C. sinensis is also a food-borne liver fluke. It is the most prevalent human trematode in Asia, and is found in Korea, China, Vietnam and also Russia. 85% of the cases are found in China. It is transmitted similarly to O. viverrini, but the species of snails are varied, of which Parafossarulus manchouricus is the most common. The cyprinid fish hosts are also different. General clonorchiasis is indicated with fatigue, abdominal discomfort, anorexia, weight loss, diarrhea, liver cirrhosis and jaundice. The most severe infections cause cholangiocarcinoma and hepatic carcinoma.

==Indirect or putative carcinogens==

Infection with malarial parasite Plasmodium falciparum is classified by IARC as probable (Group 2A) carcinogen. Schistosoma japonicum is a possible (Group 2B) carcinogen. There is a close association between the cat liver fluke Opisthorchis felineus and bile duct cancer among people in Russia.

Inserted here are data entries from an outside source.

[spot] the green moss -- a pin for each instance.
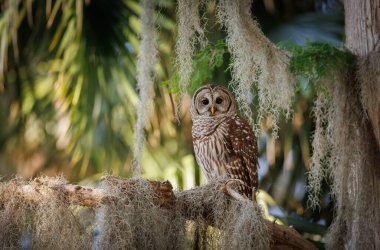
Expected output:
(315, 61)
(205, 61)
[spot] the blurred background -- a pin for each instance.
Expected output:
(68, 96)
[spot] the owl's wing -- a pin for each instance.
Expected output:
(243, 163)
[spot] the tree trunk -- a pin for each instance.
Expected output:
(361, 215)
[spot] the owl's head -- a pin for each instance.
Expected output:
(212, 100)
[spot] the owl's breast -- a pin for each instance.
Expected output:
(211, 151)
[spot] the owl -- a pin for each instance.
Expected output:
(224, 143)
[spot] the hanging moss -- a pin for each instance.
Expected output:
(146, 62)
(204, 63)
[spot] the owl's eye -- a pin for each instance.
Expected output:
(205, 101)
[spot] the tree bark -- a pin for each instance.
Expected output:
(362, 27)
(282, 237)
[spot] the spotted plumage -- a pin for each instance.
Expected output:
(224, 143)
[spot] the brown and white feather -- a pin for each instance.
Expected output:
(224, 143)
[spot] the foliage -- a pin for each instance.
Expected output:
(315, 60)
(205, 62)
(71, 75)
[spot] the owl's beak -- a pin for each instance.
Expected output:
(212, 109)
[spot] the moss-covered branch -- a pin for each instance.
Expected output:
(197, 204)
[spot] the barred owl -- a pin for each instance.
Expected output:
(224, 143)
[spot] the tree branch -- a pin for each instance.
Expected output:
(282, 237)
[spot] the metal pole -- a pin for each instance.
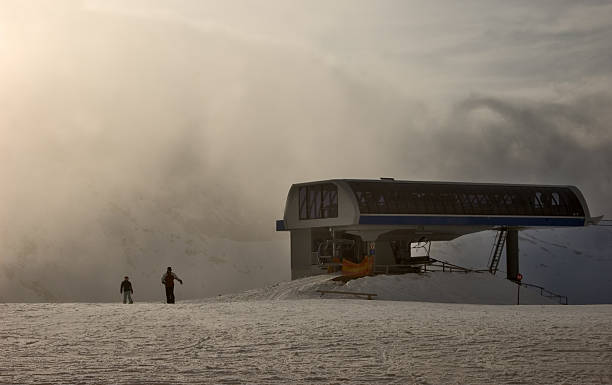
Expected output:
(333, 245)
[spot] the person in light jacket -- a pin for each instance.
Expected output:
(168, 281)
(126, 289)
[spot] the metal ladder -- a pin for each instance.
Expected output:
(496, 251)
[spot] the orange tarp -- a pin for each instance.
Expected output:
(364, 267)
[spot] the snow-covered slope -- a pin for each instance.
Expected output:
(475, 288)
(304, 342)
(575, 262)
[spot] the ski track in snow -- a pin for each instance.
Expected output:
(313, 341)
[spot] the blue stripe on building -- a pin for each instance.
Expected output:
(469, 221)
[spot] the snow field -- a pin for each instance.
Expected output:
(306, 341)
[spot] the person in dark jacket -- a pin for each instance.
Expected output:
(126, 289)
(168, 281)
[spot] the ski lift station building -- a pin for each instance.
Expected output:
(348, 219)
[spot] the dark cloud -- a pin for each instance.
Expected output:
(494, 139)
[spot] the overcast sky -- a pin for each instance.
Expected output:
(198, 105)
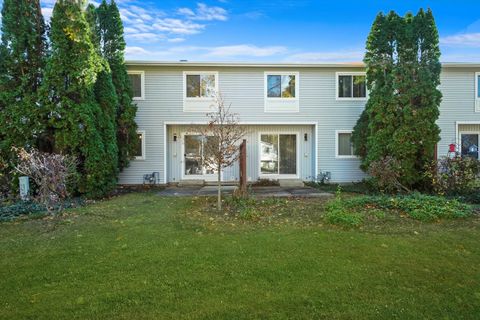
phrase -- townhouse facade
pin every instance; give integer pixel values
(298, 117)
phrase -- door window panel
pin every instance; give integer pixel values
(470, 145)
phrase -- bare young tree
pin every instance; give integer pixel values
(50, 172)
(222, 135)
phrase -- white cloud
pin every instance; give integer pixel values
(462, 40)
(176, 40)
(47, 14)
(204, 13)
(246, 50)
(327, 56)
(177, 26)
(205, 53)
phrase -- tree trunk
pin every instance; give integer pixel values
(219, 200)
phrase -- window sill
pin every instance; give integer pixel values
(351, 99)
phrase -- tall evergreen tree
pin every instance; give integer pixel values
(22, 58)
(113, 50)
(106, 97)
(69, 88)
(400, 116)
(378, 121)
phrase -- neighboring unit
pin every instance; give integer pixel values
(298, 117)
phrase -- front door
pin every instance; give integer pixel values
(194, 158)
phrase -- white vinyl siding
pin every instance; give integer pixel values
(477, 91)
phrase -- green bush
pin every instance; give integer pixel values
(337, 213)
(352, 211)
(454, 176)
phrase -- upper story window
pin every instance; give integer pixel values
(351, 85)
(200, 84)
(137, 82)
(140, 151)
(281, 86)
(281, 91)
(199, 90)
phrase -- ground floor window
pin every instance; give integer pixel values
(469, 144)
(194, 155)
(278, 154)
(140, 151)
(344, 145)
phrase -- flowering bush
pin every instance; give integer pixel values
(51, 174)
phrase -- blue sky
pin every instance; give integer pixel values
(281, 30)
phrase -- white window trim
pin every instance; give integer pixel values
(196, 73)
(337, 156)
(278, 175)
(142, 80)
(460, 133)
(144, 155)
(287, 105)
(352, 73)
(206, 177)
(477, 98)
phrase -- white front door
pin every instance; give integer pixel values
(193, 158)
(278, 155)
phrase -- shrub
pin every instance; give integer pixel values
(385, 175)
(13, 211)
(51, 174)
(416, 205)
(337, 212)
(454, 176)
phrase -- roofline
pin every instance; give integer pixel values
(147, 63)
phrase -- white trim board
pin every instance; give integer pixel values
(281, 105)
(142, 80)
(351, 73)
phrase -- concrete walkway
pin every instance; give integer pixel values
(260, 192)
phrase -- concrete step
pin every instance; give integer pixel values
(191, 183)
(290, 183)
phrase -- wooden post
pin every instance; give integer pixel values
(243, 167)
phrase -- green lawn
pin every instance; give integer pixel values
(141, 256)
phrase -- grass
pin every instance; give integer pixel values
(140, 256)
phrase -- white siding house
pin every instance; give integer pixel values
(298, 117)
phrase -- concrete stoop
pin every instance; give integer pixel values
(191, 183)
(291, 183)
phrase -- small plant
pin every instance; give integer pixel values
(50, 172)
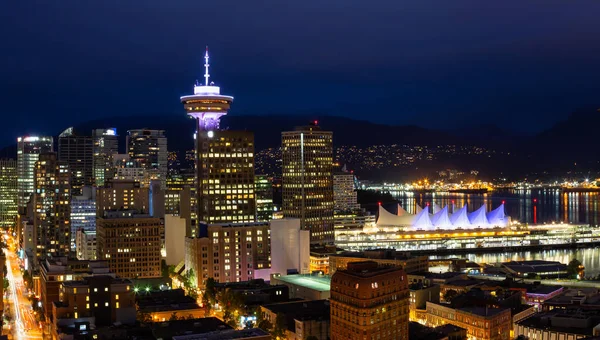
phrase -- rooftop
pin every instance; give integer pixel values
(319, 283)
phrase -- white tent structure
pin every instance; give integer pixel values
(497, 217)
(422, 220)
(386, 218)
(441, 219)
(460, 218)
(478, 217)
(401, 211)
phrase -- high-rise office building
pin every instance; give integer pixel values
(78, 152)
(106, 144)
(28, 152)
(149, 149)
(307, 174)
(370, 302)
(264, 198)
(224, 159)
(8, 193)
(130, 243)
(52, 207)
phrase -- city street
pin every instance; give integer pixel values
(23, 322)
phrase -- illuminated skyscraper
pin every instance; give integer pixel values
(78, 152)
(28, 152)
(224, 159)
(106, 144)
(8, 193)
(149, 149)
(307, 177)
(52, 207)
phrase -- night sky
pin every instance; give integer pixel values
(523, 65)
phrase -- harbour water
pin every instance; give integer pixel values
(537, 206)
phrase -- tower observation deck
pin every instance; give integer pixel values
(207, 105)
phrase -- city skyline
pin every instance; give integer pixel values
(476, 68)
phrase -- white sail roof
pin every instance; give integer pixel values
(441, 219)
(386, 218)
(401, 211)
(478, 217)
(460, 219)
(422, 220)
(497, 217)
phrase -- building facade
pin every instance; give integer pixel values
(368, 301)
(52, 207)
(130, 243)
(28, 152)
(229, 252)
(106, 144)
(149, 149)
(77, 151)
(307, 173)
(8, 194)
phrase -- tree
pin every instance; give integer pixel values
(450, 294)
(573, 268)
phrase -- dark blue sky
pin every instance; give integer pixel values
(523, 65)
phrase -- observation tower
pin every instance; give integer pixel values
(207, 105)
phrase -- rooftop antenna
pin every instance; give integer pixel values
(206, 75)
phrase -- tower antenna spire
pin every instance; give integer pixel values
(206, 64)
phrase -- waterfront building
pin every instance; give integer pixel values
(29, 149)
(83, 212)
(130, 243)
(224, 159)
(8, 194)
(228, 252)
(122, 194)
(85, 244)
(52, 206)
(54, 271)
(480, 322)
(307, 170)
(391, 257)
(369, 301)
(264, 198)
(77, 151)
(292, 246)
(102, 301)
(149, 149)
(106, 144)
(303, 318)
(344, 195)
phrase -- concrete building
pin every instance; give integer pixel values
(292, 246)
(264, 198)
(306, 287)
(55, 271)
(102, 301)
(106, 145)
(9, 193)
(122, 195)
(228, 252)
(409, 263)
(307, 154)
(344, 195)
(302, 318)
(85, 244)
(83, 212)
(77, 151)
(52, 204)
(175, 233)
(369, 301)
(130, 243)
(480, 322)
(29, 149)
(149, 149)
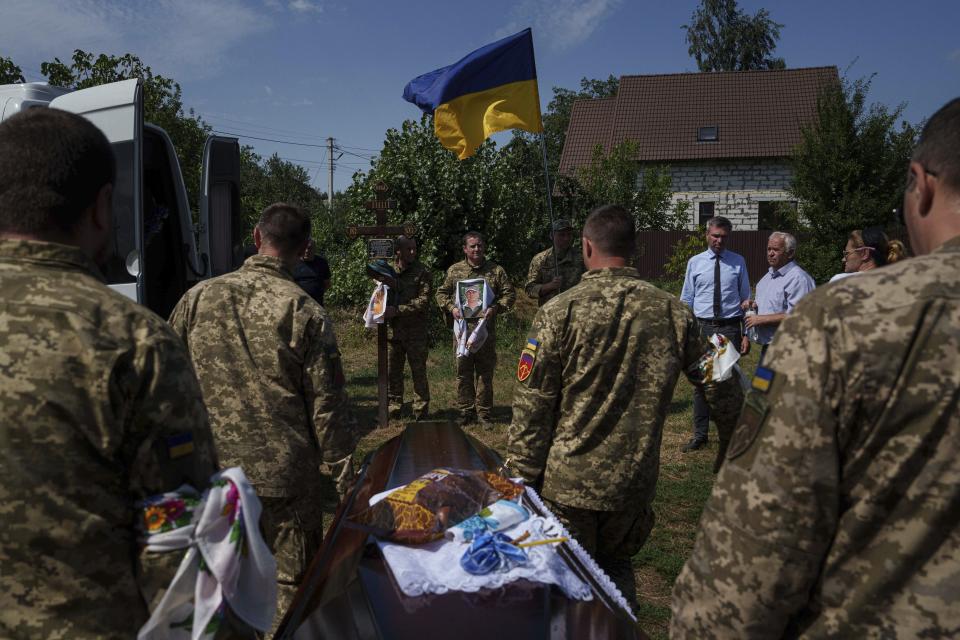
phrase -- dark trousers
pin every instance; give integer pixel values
(701, 411)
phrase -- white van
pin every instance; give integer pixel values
(155, 256)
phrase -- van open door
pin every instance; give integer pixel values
(117, 110)
(221, 229)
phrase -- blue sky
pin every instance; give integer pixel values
(303, 70)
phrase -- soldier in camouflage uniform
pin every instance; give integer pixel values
(410, 329)
(272, 378)
(543, 282)
(475, 372)
(99, 405)
(595, 380)
(837, 512)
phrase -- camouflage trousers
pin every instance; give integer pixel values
(611, 537)
(293, 530)
(475, 380)
(412, 349)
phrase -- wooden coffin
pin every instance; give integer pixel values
(348, 592)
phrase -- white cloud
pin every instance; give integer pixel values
(179, 38)
(559, 24)
(305, 6)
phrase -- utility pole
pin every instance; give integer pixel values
(330, 181)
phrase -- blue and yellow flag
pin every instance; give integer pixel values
(492, 89)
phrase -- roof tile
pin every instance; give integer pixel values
(758, 114)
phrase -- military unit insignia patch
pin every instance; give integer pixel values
(527, 357)
(762, 379)
(180, 444)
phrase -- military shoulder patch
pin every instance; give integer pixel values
(762, 379)
(752, 417)
(527, 358)
(180, 445)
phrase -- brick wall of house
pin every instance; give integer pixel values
(735, 186)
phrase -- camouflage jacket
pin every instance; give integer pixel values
(271, 374)
(542, 271)
(588, 415)
(836, 512)
(504, 293)
(414, 291)
(99, 407)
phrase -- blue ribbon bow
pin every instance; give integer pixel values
(491, 551)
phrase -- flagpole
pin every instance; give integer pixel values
(546, 179)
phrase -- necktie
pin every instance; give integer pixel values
(717, 308)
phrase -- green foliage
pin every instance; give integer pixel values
(275, 180)
(497, 192)
(612, 179)
(162, 104)
(723, 38)
(9, 72)
(676, 266)
(848, 172)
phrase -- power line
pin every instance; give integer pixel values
(356, 155)
(251, 125)
(243, 135)
(346, 146)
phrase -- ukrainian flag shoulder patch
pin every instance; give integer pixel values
(762, 379)
(527, 357)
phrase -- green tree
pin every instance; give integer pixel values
(723, 38)
(9, 72)
(848, 172)
(162, 103)
(498, 192)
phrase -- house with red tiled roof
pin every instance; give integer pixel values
(727, 137)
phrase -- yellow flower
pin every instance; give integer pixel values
(154, 517)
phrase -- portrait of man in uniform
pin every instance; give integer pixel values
(471, 295)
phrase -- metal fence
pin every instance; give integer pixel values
(655, 248)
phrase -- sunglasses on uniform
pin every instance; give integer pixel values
(898, 212)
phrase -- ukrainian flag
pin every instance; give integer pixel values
(492, 89)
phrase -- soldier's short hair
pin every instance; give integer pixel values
(611, 229)
(939, 147)
(789, 241)
(719, 222)
(473, 234)
(285, 227)
(52, 166)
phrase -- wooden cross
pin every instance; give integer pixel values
(381, 247)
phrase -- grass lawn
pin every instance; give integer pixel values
(685, 478)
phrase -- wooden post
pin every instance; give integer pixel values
(381, 248)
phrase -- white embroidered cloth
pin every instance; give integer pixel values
(469, 341)
(377, 305)
(435, 567)
(227, 561)
(725, 357)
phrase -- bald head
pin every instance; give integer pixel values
(610, 229)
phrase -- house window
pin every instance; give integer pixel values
(773, 215)
(707, 134)
(705, 213)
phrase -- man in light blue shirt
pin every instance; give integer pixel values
(717, 287)
(779, 290)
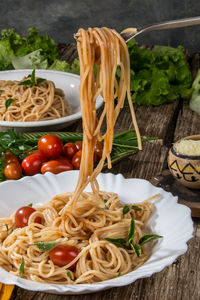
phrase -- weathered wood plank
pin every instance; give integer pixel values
(188, 122)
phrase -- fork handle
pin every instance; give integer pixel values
(174, 24)
(164, 25)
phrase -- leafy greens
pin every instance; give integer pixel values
(158, 76)
(13, 45)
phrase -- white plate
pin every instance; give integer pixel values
(170, 219)
(68, 82)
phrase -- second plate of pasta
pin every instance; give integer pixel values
(41, 99)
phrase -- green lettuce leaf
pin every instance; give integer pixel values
(13, 45)
(33, 60)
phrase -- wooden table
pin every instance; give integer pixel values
(181, 280)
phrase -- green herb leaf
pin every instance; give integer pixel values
(69, 274)
(8, 102)
(131, 233)
(136, 207)
(117, 242)
(137, 249)
(21, 268)
(125, 209)
(25, 82)
(148, 237)
(33, 76)
(40, 80)
(45, 245)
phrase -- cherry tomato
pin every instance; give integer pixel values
(69, 150)
(13, 170)
(56, 166)
(63, 255)
(50, 145)
(10, 157)
(22, 215)
(76, 160)
(98, 149)
(79, 145)
(35, 151)
(32, 164)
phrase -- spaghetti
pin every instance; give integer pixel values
(82, 219)
(38, 103)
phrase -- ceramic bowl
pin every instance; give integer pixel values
(185, 168)
(68, 82)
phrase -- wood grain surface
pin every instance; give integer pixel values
(181, 280)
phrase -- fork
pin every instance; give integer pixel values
(130, 33)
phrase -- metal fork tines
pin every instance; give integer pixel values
(128, 35)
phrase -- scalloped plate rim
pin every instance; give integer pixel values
(99, 286)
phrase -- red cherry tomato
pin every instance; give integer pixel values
(13, 170)
(10, 157)
(56, 166)
(35, 151)
(69, 150)
(63, 255)
(50, 145)
(22, 216)
(98, 150)
(79, 145)
(76, 160)
(32, 164)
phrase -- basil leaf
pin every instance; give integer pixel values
(8, 102)
(40, 80)
(137, 249)
(117, 242)
(136, 207)
(69, 274)
(45, 245)
(131, 233)
(25, 82)
(21, 268)
(125, 209)
(7, 228)
(148, 237)
(33, 76)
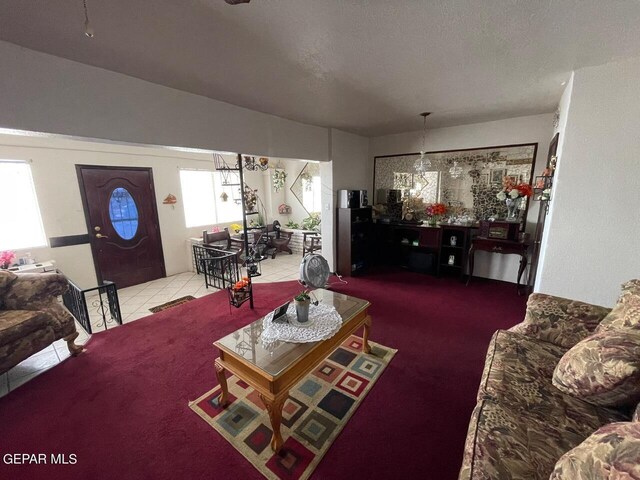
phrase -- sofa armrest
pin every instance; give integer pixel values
(32, 291)
(560, 321)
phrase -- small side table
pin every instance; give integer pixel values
(504, 247)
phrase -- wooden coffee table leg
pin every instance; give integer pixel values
(222, 380)
(274, 407)
(365, 335)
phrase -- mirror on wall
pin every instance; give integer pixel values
(306, 188)
(467, 181)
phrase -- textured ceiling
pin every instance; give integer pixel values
(368, 67)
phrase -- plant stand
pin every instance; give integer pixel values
(238, 297)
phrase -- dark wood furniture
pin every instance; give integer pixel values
(504, 247)
(353, 240)
(278, 241)
(273, 373)
(454, 249)
(311, 241)
(424, 249)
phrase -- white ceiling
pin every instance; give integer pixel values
(369, 67)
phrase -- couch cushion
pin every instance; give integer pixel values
(6, 279)
(626, 313)
(17, 324)
(613, 452)
(603, 369)
(518, 373)
(507, 444)
(560, 321)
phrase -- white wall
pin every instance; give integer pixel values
(529, 129)
(563, 110)
(43, 93)
(594, 227)
(350, 170)
(53, 165)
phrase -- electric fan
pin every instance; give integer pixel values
(314, 271)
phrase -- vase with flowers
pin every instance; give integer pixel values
(302, 301)
(435, 212)
(513, 194)
(6, 258)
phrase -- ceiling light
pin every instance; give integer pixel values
(423, 163)
(456, 170)
(88, 30)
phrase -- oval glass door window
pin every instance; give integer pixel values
(123, 213)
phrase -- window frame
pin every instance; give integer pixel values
(216, 177)
(42, 242)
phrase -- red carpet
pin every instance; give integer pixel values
(121, 408)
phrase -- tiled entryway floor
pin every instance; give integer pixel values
(135, 303)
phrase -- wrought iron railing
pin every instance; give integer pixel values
(220, 268)
(94, 307)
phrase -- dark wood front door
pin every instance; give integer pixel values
(122, 218)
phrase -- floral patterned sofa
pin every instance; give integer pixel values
(558, 393)
(31, 317)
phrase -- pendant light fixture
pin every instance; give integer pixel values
(88, 29)
(456, 170)
(423, 164)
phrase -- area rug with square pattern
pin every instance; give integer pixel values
(317, 410)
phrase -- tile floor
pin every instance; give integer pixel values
(134, 304)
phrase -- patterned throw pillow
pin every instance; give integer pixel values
(6, 279)
(612, 452)
(603, 369)
(626, 313)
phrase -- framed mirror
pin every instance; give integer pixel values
(306, 188)
(467, 180)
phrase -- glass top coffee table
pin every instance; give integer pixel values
(274, 370)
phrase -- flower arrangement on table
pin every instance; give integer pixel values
(435, 212)
(240, 290)
(250, 198)
(6, 258)
(512, 194)
(234, 227)
(279, 178)
(412, 208)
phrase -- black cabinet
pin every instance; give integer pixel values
(354, 228)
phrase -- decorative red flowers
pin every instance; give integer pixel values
(524, 189)
(240, 284)
(436, 209)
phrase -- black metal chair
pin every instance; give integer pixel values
(278, 240)
(311, 241)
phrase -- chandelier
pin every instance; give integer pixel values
(423, 164)
(250, 163)
(456, 170)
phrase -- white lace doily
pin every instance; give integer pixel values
(324, 322)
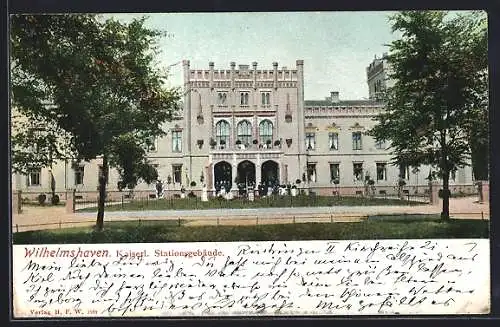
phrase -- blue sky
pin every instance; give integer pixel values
(336, 46)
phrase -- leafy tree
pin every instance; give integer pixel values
(439, 68)
(104, 91)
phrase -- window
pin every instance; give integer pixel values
(101, 172)
(334, 173)
(222, 98)
(245, 132)
(381, 171)
(265, 98)
(356, 141)
(34, 177)
(176, 141)
(266, 131)
(151, 144)
(404, 171)
(244, 98)
(380, 145)
(311, 172)
(333, 141)
(310, 141)
(177, 173)
(222, 132)
(79, 173)
(358, 171)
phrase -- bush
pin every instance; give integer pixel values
(42, 198)
(55, 200)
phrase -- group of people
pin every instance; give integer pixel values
(263, 189)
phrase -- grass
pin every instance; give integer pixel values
(387, 227)
(276, 201)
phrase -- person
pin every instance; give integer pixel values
(159, 189)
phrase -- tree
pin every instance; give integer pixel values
(104, 91)
(439, 69)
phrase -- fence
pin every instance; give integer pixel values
(141, 201)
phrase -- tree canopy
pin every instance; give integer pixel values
(440, 73)
(94, 81)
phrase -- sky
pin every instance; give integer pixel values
(336, 46)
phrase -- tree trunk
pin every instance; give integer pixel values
(102, 194)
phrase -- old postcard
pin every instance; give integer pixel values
(250, 164)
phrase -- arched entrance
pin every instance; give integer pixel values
(270, 173)
(246, 174)
(222, 176)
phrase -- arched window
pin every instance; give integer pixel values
(245, 132)
(222, 132)
(266, 131)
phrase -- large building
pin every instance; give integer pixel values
(249, 125)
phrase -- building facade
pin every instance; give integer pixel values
(247, 125)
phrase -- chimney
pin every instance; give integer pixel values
(334, 97)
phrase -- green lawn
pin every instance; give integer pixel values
(388, 227)
(276, 201)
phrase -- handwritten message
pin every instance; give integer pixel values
(254, 278)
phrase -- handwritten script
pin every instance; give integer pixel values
(254, 278)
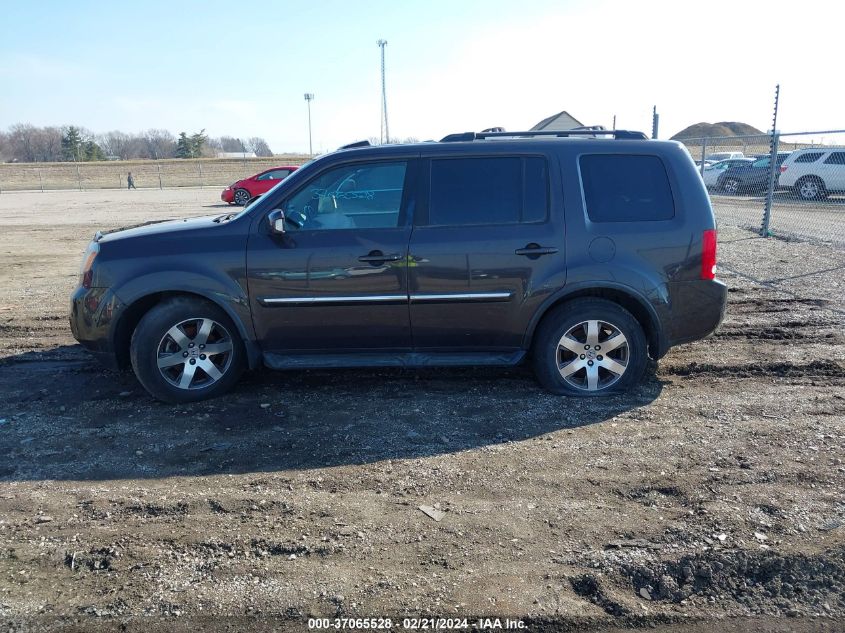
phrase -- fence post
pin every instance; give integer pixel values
(773, 155)
(773, 168)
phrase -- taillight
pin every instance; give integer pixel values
(708, 254)
(86, 272)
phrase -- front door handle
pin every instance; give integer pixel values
(377, 257)
(535, 250)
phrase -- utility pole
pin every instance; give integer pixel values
(655, 122)
(309, 97)
(384, 133)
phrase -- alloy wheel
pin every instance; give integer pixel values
(809, 189)
(195, 353)
(592, 355)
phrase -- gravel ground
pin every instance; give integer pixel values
(713, 492)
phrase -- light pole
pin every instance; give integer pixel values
(384, 133)
(309, 97)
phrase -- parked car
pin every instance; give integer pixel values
(814, 172)
(244, 190)
(750, 178)
(718, 156)
(585, 255)
(712, 172)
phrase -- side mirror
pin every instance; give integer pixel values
(277, 221)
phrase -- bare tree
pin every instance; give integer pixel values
(159, 144)
(260, 147)
(117, 144)
(21, 142)
(232, 144)
(47, 144)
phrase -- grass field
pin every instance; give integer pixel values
(156, 174)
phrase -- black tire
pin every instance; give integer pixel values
(731, 186)
(810, 188)
(552, 356)
(241, 197)
(179, 329)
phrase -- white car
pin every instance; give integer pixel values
(712, 172)
(720, 156)
(814, 172)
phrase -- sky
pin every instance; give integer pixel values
(241, 69)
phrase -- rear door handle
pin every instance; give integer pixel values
(535, 250)
(375, 257)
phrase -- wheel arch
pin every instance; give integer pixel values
(139, 306)
(641, 309)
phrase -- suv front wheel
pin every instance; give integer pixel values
(589, 347)
(186, 349)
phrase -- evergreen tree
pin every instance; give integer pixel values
(92, 151)
(183, 146)
(72, 144)
(196, 143)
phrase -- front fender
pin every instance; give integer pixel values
(224, 292)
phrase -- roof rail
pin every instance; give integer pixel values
(473, 136)
(355, 144)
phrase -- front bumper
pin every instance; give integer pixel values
(94, 313)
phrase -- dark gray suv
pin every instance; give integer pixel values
(587, 254)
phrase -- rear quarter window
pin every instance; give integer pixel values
(626, 188)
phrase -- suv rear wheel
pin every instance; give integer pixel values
(185, 350)
(589, 347)
(810, 188)
(241, 197)
(731, 186)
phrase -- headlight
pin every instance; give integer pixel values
(86, 274)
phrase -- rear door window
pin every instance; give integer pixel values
(488, 190)
(626, 188)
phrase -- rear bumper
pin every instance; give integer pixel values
(94, 312)
(697, 309)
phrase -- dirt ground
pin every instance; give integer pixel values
(710, 498)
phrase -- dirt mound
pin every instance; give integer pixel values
(764, 582)
(723, 128)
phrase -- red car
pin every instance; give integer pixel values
(240, 192)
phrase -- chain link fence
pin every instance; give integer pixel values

Toxoplasma gondii and eye cancer (intraocular lymphoma) was detected by PCR from two human cases. Strongyloides stercoralis eggs and adult worms may be linked with gastric adenocarcinoma and colon adenocarcinoma in Korea. Cryptosporidium parvum infection is associated with colorectal carcinoma.

==Carcinogens in animals==
The roundworm Trichuris muris infection can increase the number of tumours in mice. Heavy infection with the trematode Platynosomum fastosum is associated with cholangiocarcinoma in cats. Cryptosporidium parvum infection can be the cause of carcinoma in the gut of mice.